Entériner le délit de racolage, c’est continuer à se voiler la face et cautionner un système qui fait, jour après jour, la preuve de sa monstruosité, car la prostituée est avant tout une victime. Je souhaite que nous changions de logique pour lutter contre la prostitution. Notre solution consiste à reconnaître la responsabilité du client, complice de ce système de violence, comme c’est le cas en Suède et dans une partie du monde anglo-saxon.

Mes chers collègues, il est temps de changer, dans les faits, notre regard, et de responsabiliser la société tout entière à la réalité du système prostitutionnel, et cela dès l’école.

Comment, en effet, persister à ignorer le rôle que joue l’argent des clients dans le financement des réseaux criminels ? À cet égard, il faut rétablir les articles 16 et 17 de cette proposition de loi.

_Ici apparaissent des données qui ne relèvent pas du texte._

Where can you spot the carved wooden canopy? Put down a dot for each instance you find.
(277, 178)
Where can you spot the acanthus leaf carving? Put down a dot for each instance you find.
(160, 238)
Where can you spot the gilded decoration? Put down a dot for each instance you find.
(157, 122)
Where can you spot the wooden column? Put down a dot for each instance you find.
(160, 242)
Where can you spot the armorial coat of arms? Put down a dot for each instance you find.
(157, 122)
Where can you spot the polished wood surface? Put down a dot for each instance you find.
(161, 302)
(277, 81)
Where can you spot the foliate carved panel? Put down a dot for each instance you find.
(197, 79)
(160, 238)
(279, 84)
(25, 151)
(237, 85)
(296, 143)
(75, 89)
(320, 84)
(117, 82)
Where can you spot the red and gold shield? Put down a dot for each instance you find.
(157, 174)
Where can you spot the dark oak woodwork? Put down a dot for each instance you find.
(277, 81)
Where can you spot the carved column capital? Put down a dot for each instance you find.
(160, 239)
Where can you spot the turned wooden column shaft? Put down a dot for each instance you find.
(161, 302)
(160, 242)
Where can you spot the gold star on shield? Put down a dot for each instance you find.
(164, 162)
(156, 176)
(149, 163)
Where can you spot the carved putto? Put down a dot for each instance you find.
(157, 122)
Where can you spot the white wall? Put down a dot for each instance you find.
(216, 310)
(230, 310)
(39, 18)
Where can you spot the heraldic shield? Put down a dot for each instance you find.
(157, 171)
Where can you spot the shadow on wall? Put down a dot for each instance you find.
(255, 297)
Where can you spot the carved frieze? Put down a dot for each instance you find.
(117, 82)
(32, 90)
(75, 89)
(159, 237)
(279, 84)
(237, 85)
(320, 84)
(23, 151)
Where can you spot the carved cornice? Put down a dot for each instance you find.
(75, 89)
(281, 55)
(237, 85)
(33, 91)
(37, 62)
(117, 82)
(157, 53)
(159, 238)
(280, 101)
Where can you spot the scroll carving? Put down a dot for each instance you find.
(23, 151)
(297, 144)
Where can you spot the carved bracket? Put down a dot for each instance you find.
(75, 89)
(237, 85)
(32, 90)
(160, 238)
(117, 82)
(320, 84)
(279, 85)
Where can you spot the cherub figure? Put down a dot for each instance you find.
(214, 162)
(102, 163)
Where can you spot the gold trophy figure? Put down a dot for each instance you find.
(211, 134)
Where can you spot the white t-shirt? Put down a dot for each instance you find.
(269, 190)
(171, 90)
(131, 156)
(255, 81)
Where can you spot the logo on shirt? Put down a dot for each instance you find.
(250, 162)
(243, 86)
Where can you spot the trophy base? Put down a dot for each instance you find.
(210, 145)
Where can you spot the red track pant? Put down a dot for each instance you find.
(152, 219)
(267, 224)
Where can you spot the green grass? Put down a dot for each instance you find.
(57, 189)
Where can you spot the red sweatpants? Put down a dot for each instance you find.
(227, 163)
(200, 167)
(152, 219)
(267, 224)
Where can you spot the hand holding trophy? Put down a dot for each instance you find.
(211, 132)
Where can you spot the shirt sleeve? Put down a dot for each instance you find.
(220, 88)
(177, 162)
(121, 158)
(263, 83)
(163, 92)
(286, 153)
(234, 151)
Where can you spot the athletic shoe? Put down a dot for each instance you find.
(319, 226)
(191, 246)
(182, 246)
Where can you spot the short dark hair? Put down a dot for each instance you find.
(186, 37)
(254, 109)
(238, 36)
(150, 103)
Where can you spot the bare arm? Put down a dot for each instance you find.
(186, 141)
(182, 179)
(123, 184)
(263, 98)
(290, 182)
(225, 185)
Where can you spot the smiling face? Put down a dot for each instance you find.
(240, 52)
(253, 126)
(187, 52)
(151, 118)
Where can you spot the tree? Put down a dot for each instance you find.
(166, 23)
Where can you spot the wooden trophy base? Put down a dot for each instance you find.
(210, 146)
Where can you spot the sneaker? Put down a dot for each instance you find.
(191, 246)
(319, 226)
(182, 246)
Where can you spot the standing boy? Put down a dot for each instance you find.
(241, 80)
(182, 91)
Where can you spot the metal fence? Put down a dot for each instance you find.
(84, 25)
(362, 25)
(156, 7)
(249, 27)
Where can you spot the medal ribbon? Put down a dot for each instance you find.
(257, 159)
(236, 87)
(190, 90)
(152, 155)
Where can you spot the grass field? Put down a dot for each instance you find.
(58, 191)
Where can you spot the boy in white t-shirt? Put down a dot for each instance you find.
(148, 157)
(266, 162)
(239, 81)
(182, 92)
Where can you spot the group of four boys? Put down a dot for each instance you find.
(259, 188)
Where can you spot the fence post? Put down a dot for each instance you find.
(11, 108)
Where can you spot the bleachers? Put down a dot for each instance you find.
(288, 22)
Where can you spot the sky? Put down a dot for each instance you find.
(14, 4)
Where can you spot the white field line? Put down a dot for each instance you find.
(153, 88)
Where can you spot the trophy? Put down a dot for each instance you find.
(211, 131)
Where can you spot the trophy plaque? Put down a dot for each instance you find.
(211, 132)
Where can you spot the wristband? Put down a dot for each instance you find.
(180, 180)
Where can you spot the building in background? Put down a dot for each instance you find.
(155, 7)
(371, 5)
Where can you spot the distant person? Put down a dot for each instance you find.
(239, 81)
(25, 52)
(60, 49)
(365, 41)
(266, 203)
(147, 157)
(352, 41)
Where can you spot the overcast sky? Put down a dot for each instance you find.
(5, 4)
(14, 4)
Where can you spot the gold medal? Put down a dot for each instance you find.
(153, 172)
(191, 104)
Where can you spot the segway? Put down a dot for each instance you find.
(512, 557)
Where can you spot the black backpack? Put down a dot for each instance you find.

Ils sont un outil indispensable dans la lutte contre la traite, mais ils ont également une portée symbolique et pédagogique pour les jeunes, en ce qu’ils fixent clairement l’interdit dans la loi.

J’espère que, sur tous les bancs, nous nous rallierons à cette solution. Il est impératif d’interdire l’achat d’actes sexuels et de lutter contre l’abolition du système prostitutionnel pour conforter la loi sur l’égalité réelle des femmes et des hommes que nous avons votée ici même.

« Au procès de mon mari proxénète, c’est moi qu’on a mise en accusation. » « On m’a jetée en prison et traitée comme une criminelle. » Mes chers collègues, ce sont ces paroles de prostituées que nous ne pouvons plus entendre. Redonnons à cette proposition de loi toute la portée qu’elle avait à l’issue des travaux de l’Assemblée nationale.